Chronique livre: Ian McEwan – Opération Sweet Tooth

Ian McEwan © Joost Van Den Broek
Eric Swennen
Eric Swennen Journaliste livres

ROMAN | Avec une régularité de métronome, McEwan sort son 12e roman en 35 ans, à nouveau marqué par l’histoire contemporaine et l’amour de la littérature.

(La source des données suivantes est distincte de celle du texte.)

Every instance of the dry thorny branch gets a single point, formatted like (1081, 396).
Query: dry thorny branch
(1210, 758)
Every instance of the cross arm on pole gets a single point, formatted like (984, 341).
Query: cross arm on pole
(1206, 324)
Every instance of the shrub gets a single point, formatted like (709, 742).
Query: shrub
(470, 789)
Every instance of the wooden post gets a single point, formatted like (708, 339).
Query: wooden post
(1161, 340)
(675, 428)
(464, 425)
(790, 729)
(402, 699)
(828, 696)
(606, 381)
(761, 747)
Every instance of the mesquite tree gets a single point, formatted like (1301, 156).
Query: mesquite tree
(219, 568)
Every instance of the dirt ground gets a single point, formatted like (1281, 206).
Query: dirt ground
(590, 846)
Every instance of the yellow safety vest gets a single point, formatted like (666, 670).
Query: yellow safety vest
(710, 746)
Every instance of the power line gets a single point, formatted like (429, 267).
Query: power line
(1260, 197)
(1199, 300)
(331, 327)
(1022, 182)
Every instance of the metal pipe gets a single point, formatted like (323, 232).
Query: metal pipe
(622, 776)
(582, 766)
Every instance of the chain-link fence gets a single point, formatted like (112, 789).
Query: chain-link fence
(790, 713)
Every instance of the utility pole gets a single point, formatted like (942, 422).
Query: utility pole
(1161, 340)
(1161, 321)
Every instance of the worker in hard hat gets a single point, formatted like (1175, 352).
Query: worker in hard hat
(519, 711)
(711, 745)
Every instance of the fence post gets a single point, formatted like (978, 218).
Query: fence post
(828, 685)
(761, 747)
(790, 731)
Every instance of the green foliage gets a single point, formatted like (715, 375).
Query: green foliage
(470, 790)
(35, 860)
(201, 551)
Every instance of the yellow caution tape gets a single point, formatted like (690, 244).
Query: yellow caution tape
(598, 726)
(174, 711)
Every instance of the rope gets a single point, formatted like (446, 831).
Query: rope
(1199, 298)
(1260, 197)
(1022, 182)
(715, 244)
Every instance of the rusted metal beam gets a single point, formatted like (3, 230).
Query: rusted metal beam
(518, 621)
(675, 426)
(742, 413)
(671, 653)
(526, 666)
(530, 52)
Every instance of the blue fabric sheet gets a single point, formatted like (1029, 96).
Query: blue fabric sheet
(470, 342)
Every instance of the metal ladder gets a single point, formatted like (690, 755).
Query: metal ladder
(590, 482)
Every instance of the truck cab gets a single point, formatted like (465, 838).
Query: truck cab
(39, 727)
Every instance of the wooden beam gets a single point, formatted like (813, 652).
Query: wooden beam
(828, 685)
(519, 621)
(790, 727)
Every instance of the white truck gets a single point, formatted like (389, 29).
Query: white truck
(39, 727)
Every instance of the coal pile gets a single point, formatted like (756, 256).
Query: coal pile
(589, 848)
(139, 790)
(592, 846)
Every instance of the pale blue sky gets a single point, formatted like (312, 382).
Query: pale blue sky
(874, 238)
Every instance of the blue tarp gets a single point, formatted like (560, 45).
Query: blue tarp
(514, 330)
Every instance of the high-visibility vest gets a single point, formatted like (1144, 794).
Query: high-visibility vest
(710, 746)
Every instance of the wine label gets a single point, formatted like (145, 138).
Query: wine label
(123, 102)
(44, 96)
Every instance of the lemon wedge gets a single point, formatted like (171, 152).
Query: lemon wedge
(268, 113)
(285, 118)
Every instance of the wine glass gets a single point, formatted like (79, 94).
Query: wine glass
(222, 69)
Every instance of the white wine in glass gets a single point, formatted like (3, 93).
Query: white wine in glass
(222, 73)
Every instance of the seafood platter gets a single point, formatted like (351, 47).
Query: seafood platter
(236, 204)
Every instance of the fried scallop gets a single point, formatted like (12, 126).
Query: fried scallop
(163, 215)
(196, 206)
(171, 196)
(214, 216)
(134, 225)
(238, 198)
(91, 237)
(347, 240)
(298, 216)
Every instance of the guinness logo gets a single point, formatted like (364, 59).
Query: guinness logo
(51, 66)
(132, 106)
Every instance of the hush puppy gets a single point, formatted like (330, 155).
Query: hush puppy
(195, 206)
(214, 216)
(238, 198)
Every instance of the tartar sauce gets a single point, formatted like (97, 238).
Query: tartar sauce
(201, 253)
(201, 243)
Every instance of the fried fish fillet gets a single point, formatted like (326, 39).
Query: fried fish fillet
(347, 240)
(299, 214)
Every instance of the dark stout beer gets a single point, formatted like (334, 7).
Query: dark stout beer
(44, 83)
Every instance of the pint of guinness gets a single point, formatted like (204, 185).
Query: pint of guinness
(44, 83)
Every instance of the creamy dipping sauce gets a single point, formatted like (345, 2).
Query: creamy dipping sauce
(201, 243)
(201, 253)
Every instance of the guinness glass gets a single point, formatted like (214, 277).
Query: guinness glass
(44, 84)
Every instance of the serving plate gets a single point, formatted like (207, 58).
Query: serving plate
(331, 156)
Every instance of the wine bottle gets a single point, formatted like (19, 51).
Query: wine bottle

Chronique livre: Ian McEwan - Opération Sweet Tooth

Depuis toujours, l’oeuvre de l’Anglais Ian McEwan est dominée par un goût pour les vies ordinaires qui basculent. Comme chez ses contemporains William Boyd ou encore Jonathan Coe, nul besoin pour Ian McEwan de s’inventer des mondes parallèles, l’histoire politique et sociale de la culture anglo-saxonne regorge de suffisamment de filons pour alimenter ses intrigues implacables. S’il a souvent flirté avec le thriller psychologique (Un bonheur de rencontre) ou tâté du polar écologique (Solaire) doublé d’un fond de roman d’espionnage (L’innocent), McEwan a toujours pris soin de rester crédible tout en cultivant une vraie économie de moyens. Et si Opération Sweet Tooth s’inscrit bel et bien dans la lignée de ces prédécesseurs, jamais sans doute l’auteur ne s’était mis autant en scène que tout au long de cet exercice de style assumé. Le personnage principal a beau être une jeune fille, impossible d’être dupe: Opération Sweet Tooth transpire la personnalité de son auteur.

Bombes à idées

Comme lui, Serena Frome fête ses 20 ans à l’aube des années 70, période chahutée pour une jeunesse en pleine crise d’identité. Serena, à l’inverse de sa soeur Lucy qui cède aux sirènes du mouvement hippie, n’a que faire de l’esprit d’insurrection qui flotte dans l’air et ne souhaite pas « que l’on passe l’histoire au lance-flammes ». Brillante, Serena étudie les mathématiques à Cambridge mais c’est la passion des livres, ainsi que celle qui la lie à quelques hommes clés, qui va être le fil conducteur de son existence singulière. Serena dévore tout ce qui lui tombe sous la main avec la même fièvre: de Ian Fleming à Alexandre Soljenitsyne en passant par Jane Austen. La Guerre froide est sur toutes les lèvres quand elle commence à se passionner pour l’actualité internationale et ses avis tranchés sur le communisme publiés dans la gazette de l’université vont finalement l’amener à travailler pour le MI5, les célèbres services secrets britanniques. Très vite, elle est impliquée dans une opération -nom de code Sweet Tooth- visant à financer à leur insu de jeunes auteurs sans le sou pour mieux les influencer et contrôler au passage la culture de masse. L’agent Frome se retrouve donc à chapeauter le travail du prometteur Tom Haley, et fait l’erreur d’en tomber amoureuse… Autre facette de Ian Mc Ewan, Haley est dépeint par les pontes du MI5 comme un empêcheur de tourner en rond, lui et son amour pour la dystopie chère à J.G. Ballard. « Malheur à la nation dont la littérature est bousculée par les interventions du pouvoir », disait Soljenitsyne. Dans le genre, on est évidemment plus proche de 1984 que de Hunger Games -pour ce qu’on en sait, les aventures de Katniss Everdeen semblent plus rock & roll que les amours transis de la trop candide Serena Frome. Reste que ce véritable tour de passe-passe permet à McEwan de fantasmer une époque où les livres pouvaient encore agir comme des bombes à idées en lieu et place d’autres médias moins subtils ayant depuis largement pris le relais.

  • DE IAN MCEWAN, ÉDITIONS GALLIMARD, TRADUIT DE L’ANGLAIS PAR FRANCE CAMUS-PICHON, 437 PAGES.